Mike Stanger mstanger at sfu.ca
Thu Jul 16 12:14:02 PDT 2009


> Just as a bit of evidence of how difficult it can be to grok  
> character issues: Unicode is not "an encoding" itself, but a  
> repertoire of characters, their names, and (abstract) code points  
> (i.e., UCS), plus a set of encodings (i.e., UTF-8, UTF-16), extra  
> properties, and algorithms.
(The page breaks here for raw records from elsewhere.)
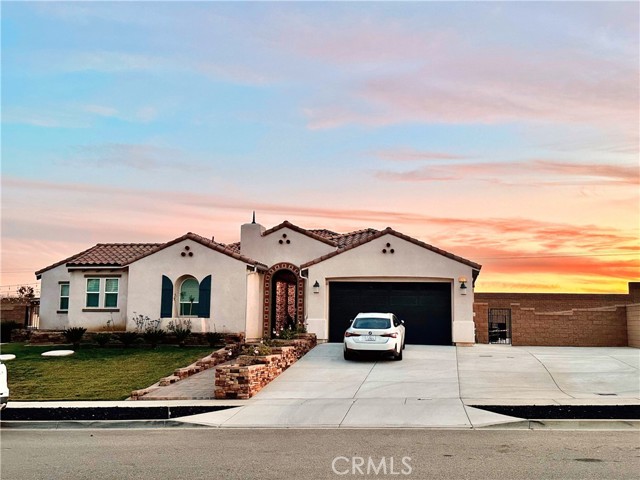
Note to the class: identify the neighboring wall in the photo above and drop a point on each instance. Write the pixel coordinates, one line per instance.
(602, 327)
(14, 310)
(563, 319)
(557, 302)
(633, 325)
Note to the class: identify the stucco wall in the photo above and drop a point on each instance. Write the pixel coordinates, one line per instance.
(409, 262)
(270, 251)
(50, 298)
(255, 293)
(633, 325)
(228, 285)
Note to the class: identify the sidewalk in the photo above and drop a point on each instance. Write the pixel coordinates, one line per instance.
(433, 387)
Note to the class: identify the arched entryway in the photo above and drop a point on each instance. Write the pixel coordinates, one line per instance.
(283, 298)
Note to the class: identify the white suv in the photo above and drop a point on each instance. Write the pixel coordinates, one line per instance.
(374, 332)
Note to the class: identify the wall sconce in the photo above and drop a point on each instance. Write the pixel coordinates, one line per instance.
(463, 285)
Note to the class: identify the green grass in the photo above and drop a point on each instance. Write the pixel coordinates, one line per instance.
(92, 373)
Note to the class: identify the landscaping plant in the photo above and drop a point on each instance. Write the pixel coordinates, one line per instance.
(102, 338)
(215, 339)
(181, 328)
(128, 338)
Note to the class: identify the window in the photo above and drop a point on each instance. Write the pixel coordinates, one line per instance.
(189, 297)
(107, 288)
(64, 296)
(93, 292)
(111, 292)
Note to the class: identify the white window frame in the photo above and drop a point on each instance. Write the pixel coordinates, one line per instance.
(87, 292)
(101, 293)
(180, 302)
(116, 293)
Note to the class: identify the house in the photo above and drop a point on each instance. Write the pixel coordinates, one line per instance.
(271, 279)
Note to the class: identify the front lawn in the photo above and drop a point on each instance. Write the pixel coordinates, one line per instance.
(92, 373)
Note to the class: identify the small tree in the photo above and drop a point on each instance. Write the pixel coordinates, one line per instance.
(26, 292)
(74, 335)
(181, 328)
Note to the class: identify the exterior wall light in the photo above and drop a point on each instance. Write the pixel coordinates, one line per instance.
(463, 285)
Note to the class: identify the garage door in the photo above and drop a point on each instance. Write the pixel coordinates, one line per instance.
(424, 307)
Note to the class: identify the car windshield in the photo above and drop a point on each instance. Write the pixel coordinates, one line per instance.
(372, 323)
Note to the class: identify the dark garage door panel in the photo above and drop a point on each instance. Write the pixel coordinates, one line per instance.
(425, 307)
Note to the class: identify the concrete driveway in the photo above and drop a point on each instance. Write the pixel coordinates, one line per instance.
(434, 386)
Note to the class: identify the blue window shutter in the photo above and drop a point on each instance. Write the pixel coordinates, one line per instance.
(204, 307)
(166, 304)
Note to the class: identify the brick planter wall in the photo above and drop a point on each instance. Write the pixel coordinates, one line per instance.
(251, 374)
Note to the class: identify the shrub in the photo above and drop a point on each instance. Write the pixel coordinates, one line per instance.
(154, 335)
(258, 350)
(286, 334)
(128, 338)
(102, 338)
(214, 338)
(6, 328)
(181, 329)
(74, 335)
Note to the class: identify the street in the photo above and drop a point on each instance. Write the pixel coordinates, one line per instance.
(175, 453)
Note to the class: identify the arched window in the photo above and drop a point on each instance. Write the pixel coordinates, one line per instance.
(189, 297)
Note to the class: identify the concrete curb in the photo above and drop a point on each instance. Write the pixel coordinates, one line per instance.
(539, 424)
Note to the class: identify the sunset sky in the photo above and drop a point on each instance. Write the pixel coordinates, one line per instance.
(507, 133)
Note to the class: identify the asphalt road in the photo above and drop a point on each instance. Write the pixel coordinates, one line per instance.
(318, 454)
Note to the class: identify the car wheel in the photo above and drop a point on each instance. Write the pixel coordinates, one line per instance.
(397, 355)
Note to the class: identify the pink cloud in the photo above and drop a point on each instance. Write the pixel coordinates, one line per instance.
(538, 172)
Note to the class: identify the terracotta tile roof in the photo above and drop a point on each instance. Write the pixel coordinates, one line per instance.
(122, 254)
(218, 247)
(370, 235)
(356, 237)
(234, 247)
(323, 232)
(295, 228)
(112, 254)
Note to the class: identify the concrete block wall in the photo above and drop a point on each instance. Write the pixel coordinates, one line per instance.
(601, 327)
(633, 325)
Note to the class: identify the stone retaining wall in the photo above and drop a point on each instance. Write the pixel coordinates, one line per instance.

And I'm sure a Unicode geek could pick  
> some wholes in what I've said!

True enough :-)  Part of the problem in discussing Unicode (and other  
things) is that one can speak to it at a 'standards' level or an 'in  
practice' level at whatever level of practice the person encounters  
Unicode.  By encoding I wasn't intending to imply that it was like  
dealing with a codepage equivalent, but that there are assumptions  
that are part of using Unicode that may not be visible to the people  
using it.

I'm thinking that the stated intent by a programmer, say in an open  
source project, that the project is using unicode for the purposes of  
being 'politically friendly' and interoperable would have the effect  
of not only making the statement, but encouraging people to help guide  
the programmer(s) in actually achieving that goal -- those who have a  
deeper understanding of the issues informing those who are looking for  
the practical goal of interoperability.